Dans ce cadre, quelles sont les prospectives économiques ? J’en vois principalement deux.



Tout d’abord, il faut s’extraire temporairement des garrots budgétaires. Les Etats devront inexorablement suspendre les contraintes de retour à l’équilibre budgétaire et de désendettement structurel imposé par le Pacte de Stabilité et de Croissance. Ce Pacte exige de diminuer l’excédent d’endettement public de 5 % par an afin d’atteindre un rapport de la dette publique sur le PIB de 60 %. Le pourcentage de 60 % n’est pas anodin puisqu’il fondait un des critères d’accession à la zone euro en 1999. Cette règle se conjugue désormais à ce qu’on appelle la « règle d’or » qui exige de ne pas dépasser un déficit « structurel », c’est-à-dire compte non tenu des aléas conjoncturels, égal à 0,5 % du produit intérieur brut (PIB). Faute de pouvoir réaliser une dévaluation monétaire 'externe', l'Europe a imposé une dévaluation 'interne', c'est-à-dire une contraction budgétaire et des modérations salariales, traduites sous l'exigence de programmes d'austérité. Outre le fait que ce désendettement est mathématiquement impossible par le poids croissant du financement des pensions, il n’est pas souhaitable. En effet, un raidissement budgétaire des Etats conduirait à abandonner un des seules pistes de stimulation de la croissance et on ne sort pas de la récession par l'austérité. Il est inopérant de flexibiliser la politique monétaire si les Etats ne relâchent pas les contraintes budgétaires car créer de la monnaie sans affectation est inutile. Les économistes qui plaident pour un resserrement budgétaire aveugle au motif que les taux d’intérêt sont bas sont d’ailleurs, à mon intuition, complètement dans l’erreur et ont lu la théorie économique avec dyslexie. En effet, des taux d’intérêt négatif sont un signal unique fourni par les marchés financiers et par la BCE de financer les Etats sans ponction de charge d’intérêt sur les générations futures.
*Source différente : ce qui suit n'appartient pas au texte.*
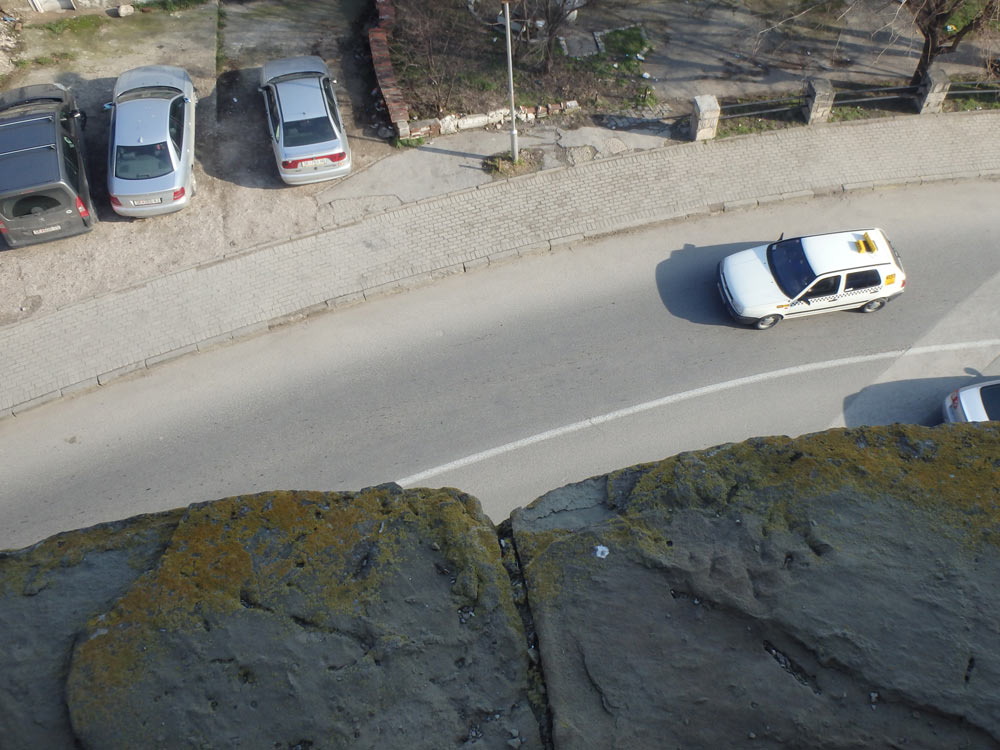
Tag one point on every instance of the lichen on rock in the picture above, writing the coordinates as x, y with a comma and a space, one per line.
769, 589
326, 616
C’est en période de taux bas qu’un déficit budgétaire destiné à financer des infrastructures productives s’impose.



Ensuite, il est plausible que les prochaines années soient caractérisées par une "répression financière", c'est-à-dire des mesures coercitives destinées à obliger les banques et les entreprises d'assurances à financer les Etats à un taux d'intérêt extrêmement bas. Au reste, c'est déjà le cas au travers de réglementations qui exonèrent les institutions financières à couvrir la détention d'obligations souveraines par des charges en capitaux actionnariaux.
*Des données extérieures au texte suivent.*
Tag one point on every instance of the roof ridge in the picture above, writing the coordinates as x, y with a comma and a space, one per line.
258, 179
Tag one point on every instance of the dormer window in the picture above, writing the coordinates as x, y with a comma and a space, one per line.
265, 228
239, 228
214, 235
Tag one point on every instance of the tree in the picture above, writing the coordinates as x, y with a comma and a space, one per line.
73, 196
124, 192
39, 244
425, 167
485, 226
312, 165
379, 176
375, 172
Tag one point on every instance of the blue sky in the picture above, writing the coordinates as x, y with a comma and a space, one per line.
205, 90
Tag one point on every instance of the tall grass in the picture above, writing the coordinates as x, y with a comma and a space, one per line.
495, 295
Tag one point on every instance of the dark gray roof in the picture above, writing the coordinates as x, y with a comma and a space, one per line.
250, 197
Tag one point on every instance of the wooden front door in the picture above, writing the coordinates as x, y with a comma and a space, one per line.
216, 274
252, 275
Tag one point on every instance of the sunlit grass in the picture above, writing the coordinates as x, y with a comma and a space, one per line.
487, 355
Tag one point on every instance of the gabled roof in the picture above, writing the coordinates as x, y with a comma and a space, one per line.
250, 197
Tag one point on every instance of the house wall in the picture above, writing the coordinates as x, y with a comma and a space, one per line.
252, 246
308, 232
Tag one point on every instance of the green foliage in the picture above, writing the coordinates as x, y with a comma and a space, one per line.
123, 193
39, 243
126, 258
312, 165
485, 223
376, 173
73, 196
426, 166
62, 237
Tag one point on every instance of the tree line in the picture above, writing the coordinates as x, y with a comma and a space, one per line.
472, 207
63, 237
En conclusion, la BCE a raison de dire que la politique budgétaire doit prendre le relais de la politique monétaire. Il faudrait suspendre (ou moduler par pays) le Pacte de Stabilité et de Croissance et autoriser une stimulation budgétaire plus importante, d’autant que les États se financent à taux d’intérêt négatifs. Malgré les injonctions de la BCE, les gouvernements européens ne semblent pas s’engager dans cette voie parce qu’à ce moment, les conceptions différentes de la monnaie et de la dette publique feront violement surface. Pour certains pays, la monétisation d’une dette publique est déjà intolérable car elle doit être financée par du capital préalablement constitué et non de la monnaie crée ex-nihilo. Sans sortie de crise, il y aurait un véritable risque de schisme monétaire dans la zone euro. C’est à ce niveau que se situe le véritable danger de la politique monétaire et budgétaire.